Roger Goodell is the eighth chief executive in the NFL’s 98-year history. He was chosen by the NFL club owners to be commissioner on August 8, 2006 and took office on September 1, 2006. Commissioner Goodell has focused his priorities on successfully growing the NFL’s popularity and strengthening the game and all 32 NFL franchises through innovation.
Fan interest in the NFL has soared under his leadership, including the largest television audiences in league history, enormous growth in online and social media engagement and other measures of business success.
In his first six seasons as commissioner, Goodell addressed a wide range of issues to improve the NFL, including player health and safety; the medical needs and pensions of retired players; personal conduct; revenue sharing; stadium construction; media innovation; and international development.
In 2011, his leadership helped secure a landmark 10-year Collective Bargaining Agreement with the NFL Players Association, the longest in the history of professional sports. That was followed by long-term extensions of the NFL’s television contracts. The nine-year agreements with CBS, FOX , and NBC are the longest ever for NFL broadcast television contracts and continue the NFL’s tradition of being the only sports league that shows all of its regular-season and playoff games on free, over-the-air television.
During his tenure, Commissioner Goodell also has strengthened the league’s anti-steroids policy, launched innovative media initiatives and a new series of international regular-season games, improved the NFL’s news media access policies to better serve fan interest, and revamped and enhanced the league’s programs to support and assist players and former players in their lives off the field.
In 2019, Goodell's renewed contract began. Commentators have described him as "the most powerful man in sports."
Prior to being named commissioner, Goodell managed an array of football and business operations during a 24-year career in the NFL.

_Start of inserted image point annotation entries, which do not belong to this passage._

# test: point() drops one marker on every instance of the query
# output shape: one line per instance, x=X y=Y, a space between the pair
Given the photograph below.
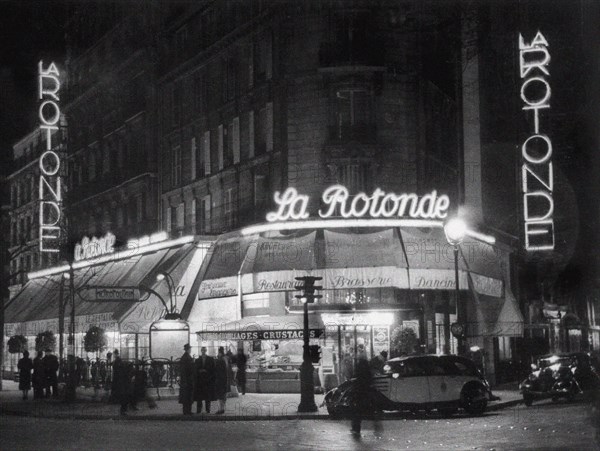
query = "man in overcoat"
x=186 y=381
x=204 y=389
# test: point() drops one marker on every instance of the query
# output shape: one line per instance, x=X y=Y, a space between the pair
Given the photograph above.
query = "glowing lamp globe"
x=455 y=230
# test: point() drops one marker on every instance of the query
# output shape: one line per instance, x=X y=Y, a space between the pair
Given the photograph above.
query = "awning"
x=35 y=308
x=418 y=259
x=490 y=316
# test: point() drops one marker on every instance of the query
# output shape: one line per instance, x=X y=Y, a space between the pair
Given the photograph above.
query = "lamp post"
x=307 y=386
x=455 y=230
x=171 y=314
x=71 y=386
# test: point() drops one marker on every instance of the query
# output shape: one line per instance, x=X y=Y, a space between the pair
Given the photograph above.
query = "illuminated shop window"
x=354 y=117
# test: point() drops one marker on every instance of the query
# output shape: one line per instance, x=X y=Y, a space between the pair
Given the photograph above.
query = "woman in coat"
x=186 y=380
x=25 y=366
x=204 y=380
x=39 y=376
x=222 y=381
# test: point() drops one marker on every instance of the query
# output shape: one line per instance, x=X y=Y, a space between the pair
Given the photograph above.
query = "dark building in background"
x=111 y=114
x=188 y=116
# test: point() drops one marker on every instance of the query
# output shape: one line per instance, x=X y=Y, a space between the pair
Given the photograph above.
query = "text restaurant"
x=387 y=272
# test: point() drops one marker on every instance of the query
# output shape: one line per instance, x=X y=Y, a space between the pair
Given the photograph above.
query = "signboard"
x=94 y=247
x=167 y=339
x=537 y=181
x=337 y=201
x=277 y=334
x=50 y=184
x=109 y=294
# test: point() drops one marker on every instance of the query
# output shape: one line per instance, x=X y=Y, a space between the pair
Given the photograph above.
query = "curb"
x=204 y=418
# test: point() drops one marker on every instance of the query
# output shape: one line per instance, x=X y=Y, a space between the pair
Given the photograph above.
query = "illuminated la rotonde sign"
x=338 y=201
x=537 y=181
x=50 y=188
x=94 y=247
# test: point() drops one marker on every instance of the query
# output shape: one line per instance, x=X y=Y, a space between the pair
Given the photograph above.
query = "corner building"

Goodell, 53, joined the NFL in 1982 as an administrative intern in the league office in New York. After spending the 1983 season as an intern with the New York Jets, Goodell returned to the league office in 1984 as an assistant in the public relations department. In 1987, he was appointed assistant to the president of the American Football Conference, Lamar Hunt, by then-Commissioner Pete Rozelle.
Under Rozelle’s successor, Paul Tagliabue, Goodell served in various senior executive roles and was appointed executive vice president and chief operating officer in 2001. As chief operating officer, Goodell was responsible for the league’s football operations and officiating departments in addition to supervising all league business functions.
Goodell was instrumental in many league accomplishments prior to becoming commissioner, including expansion, realignment, and stadium development. He directed the dramatic transformation and growth of the NFL’s business units, played a lead role in the launch of the NFL Network, and was a key member of the negotiating team that produced the NFL’s television agreements.
In football operations, he helped lead the 1994 initiative for rules changes to improve offensive production, initiated the creation of a senior football operations position in the league office, oversaw the administration of the instant replay system, and restructured the officiating department. Roger Goodell was born in Jamestown, New York, about an hour south of Buffalo, on February 19, 1959, the third of five sons of Charles and Jean Goodell.
The late Charles Goodell represented his western New York district in the United States Congress from 1959-68. In 1968, he was appointed by then-New York Governor Nelson Rockefeller to serve the final two years of Robert Kennedy’s term in the U.S. Senate following Kennedy’s assassination.
The Goodell family moved to Bronxville, New York, in 1971, where Roger graduated from high school. A three-sport participant at Bronxville High School in football, basketball, and baseball, Goodell captained all three teams as a senior and was named the athlete of the year at Bronxville High.
Goodell graduated magna cum laude from Washington & Jefferson College in Washington, Pennsylvania in 1981 with a degree in economics and received the school’s Walter Hudson Baker Prize for excellence in economics.
Goodell serves on the boards of Big Brothers Big Sisters of New York City and Lawrence Hospital in Bronxville, New York. He is also president of NFL Charities, the league’s charitable foundation.